Gözlerini dünyaya yumalı tam on bir gün oldu, ama hâlâ herkes Güllü'nün o son anlarını konuşuyor. İnanması güç ama, pencereden o korkunç düşüşünden sadece dakikalar önce çekilen telefon görüntüleri nihayet ortaya çıktı.

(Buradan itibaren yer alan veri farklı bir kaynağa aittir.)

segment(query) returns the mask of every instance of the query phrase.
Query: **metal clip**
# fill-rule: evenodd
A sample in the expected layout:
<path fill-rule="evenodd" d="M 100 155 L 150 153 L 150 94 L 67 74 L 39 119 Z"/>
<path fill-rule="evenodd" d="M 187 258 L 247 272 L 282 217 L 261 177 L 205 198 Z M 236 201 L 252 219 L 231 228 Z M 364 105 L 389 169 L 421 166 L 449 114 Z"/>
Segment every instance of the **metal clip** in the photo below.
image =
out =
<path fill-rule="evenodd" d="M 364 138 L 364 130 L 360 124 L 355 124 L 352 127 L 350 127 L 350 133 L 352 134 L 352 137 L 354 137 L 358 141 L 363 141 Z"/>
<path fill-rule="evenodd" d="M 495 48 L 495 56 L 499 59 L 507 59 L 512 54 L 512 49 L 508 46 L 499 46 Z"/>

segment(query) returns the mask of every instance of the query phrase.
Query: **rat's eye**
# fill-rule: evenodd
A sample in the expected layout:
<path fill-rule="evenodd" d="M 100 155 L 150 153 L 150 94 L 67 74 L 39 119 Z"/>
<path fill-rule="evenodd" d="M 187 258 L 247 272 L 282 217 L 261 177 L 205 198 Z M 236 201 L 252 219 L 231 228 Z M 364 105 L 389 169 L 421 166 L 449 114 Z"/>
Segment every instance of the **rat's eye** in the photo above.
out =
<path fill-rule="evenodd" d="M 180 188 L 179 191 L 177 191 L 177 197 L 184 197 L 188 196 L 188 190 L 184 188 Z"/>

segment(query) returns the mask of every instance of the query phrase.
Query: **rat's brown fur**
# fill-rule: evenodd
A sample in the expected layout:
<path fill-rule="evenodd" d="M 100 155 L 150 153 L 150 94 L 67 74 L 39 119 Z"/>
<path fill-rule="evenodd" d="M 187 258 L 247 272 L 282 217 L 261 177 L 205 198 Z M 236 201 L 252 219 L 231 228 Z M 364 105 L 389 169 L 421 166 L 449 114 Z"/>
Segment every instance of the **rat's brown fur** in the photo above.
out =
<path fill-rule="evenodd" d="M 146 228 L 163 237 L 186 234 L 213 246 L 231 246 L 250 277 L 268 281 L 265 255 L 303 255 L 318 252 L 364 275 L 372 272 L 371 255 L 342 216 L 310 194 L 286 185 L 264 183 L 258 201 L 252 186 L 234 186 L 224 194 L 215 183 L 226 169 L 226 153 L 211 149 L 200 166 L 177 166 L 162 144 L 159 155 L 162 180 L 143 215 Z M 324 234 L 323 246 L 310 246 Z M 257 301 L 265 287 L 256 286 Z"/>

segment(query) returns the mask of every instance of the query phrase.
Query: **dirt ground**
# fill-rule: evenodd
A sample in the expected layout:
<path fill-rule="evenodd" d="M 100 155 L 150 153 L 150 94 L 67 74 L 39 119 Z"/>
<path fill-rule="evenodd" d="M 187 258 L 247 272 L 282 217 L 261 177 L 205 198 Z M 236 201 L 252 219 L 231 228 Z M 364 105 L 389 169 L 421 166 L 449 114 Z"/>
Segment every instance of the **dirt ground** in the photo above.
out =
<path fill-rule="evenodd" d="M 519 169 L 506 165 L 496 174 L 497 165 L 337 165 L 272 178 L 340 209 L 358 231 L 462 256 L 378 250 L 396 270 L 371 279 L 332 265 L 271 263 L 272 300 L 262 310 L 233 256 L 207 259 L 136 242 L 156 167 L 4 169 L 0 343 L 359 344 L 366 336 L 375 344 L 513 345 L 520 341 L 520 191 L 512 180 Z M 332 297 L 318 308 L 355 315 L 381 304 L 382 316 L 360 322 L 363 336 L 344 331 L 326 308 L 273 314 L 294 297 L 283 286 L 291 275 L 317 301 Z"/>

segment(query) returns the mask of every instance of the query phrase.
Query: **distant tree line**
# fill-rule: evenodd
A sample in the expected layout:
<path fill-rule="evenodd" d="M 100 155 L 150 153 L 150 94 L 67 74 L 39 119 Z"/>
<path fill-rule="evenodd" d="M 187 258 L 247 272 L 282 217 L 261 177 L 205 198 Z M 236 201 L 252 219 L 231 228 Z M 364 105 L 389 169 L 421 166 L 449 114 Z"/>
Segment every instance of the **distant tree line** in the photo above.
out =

Ve işte o görüntüler... Güllü, sanki hiçbir şey yokmuş gibi, odasında dolaşıyor. Bir an pencereye yöneliyor, sonra geri dönüyor. Yüz ifadesi ne tam olarak mutlu, ne de mutsuz—daha çok dalgın, düşünceli gibi. Belki de o sırada aklından neler geçiyordu, kim bilir?
Son Dakikaların Gizemi
Bu görüntüler aslında çok basit bir şeyi kanıtlıyor: O anda orada yalnız değildi. Yanında biri daha vardı ve o kişi, belki de farkında olmadan, Güllü'nün hayatının son 'normal' anlarını ölümsüzleştirdi.
Odası—her şey yerli yerinde. Yatağının üzerine serili o renkli battaniye, masasının üzerindeki su bardağı... Her şey olağan görünüyor. Ta ki o pencere açılana kadar.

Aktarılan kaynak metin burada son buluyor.